Üftade

 Üftade (1495-1580)

• He was born in the Araplar neighborhood of Bursa. • His name was Mehmed, and his nickname was Muhyiddin. He is known by the pen name "Üftâde" in his poetry. It is recorded that his father came from Manyas and settled in Bursa. • Üftâde began his education under the guidance of Muk'ad Hızır Dede, one of the Bayrami sheikhs, at a young age. He served him for about eight years until the sheikh's death in 918 (1512). • He recited the call to prayer (ezan) with his beautiful voice at the Bursa Grand Mosque and the Doğan Bey Mosque. However, he stopped reciting the call to prayer the day after he was warned in a dream, "You have fallen from your station" because he accepted a small salary.

Üftade

• After this incident, he made a living by engaging in silk weaving, button making, and transcribing books. He also continued his honorary imamate and muezzin duties. Around the age of thirty-five, he started giving sermons and lectures. • His sermons in Doğan Bey Mosque, Namazgâh Mosque, and other mosques were followed by the public with great interest. While continuing his preaching activities at the mosque and tekke he built in the Pınarbaşı Kuzgunluk neighborhood at the foothills of Uludağ, he was appointed as a preacher at the Emîr Sultan Mosque between 1529 and 1536.

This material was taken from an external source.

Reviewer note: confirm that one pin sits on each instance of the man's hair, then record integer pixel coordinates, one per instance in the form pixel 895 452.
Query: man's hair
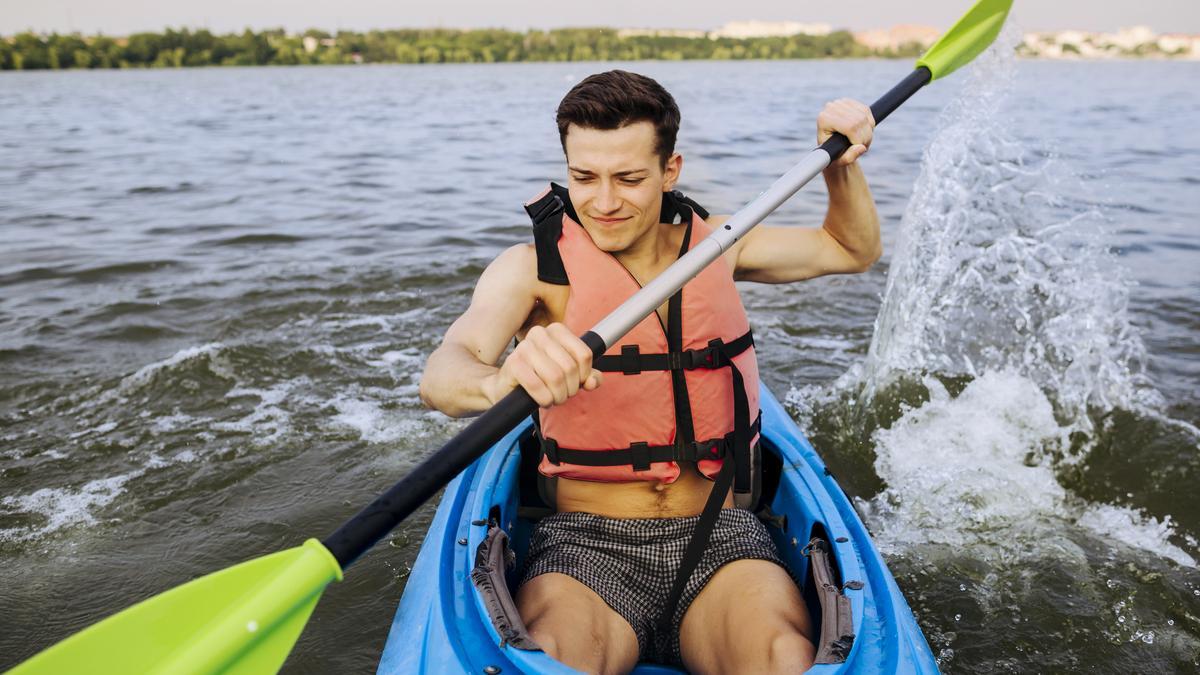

Emîr Sultan said that he accepted this duty with the spiritual sign from Emîr Sultan, and he continued in this position until his death on 12 Jumada al-Awwal 988 (25 June 1580). • His most famous disciple, Aziz Mahmud Hüdâyî, joined him in his later years in 984 (1576). His two sons, Mehmed and Mustafa, became his successors in his tekke (Sufi lodge).

Üftade

• There are three editions of Bursalı Mehmed Tâhir's divan (published in Istanbul 1328) in Latin script (ed. Mustafa Bahadıroğlu, Celvetiyye'nin Piri Hz. Üftade ve Divanı, Bursa 1995; Üftâde Divanı, Bursa 2000, Istanbul 2011). • Paul Ballanfat translated Üftâde's work, which consists of fifty poems, most of which are in meter (aruz) and some in syllabic meter, into French under the title "Le divan Hazret­i Pir Üftâde" (Paris 2002). Angelo Culme-Seymour further translated this French version into English titled "The Nightingale in the Garden of Lover" (Oxford 2005). • Ali Örfî Efendi wrote a commentary on Üftâde's poem that starts with the lines "Yine dûş oldu gönül yârin cemâl­i şem'ine / Götürüp yüzden nikābı gark olup envârına" under the title "Şerh­i Nutk­ı Üftâde".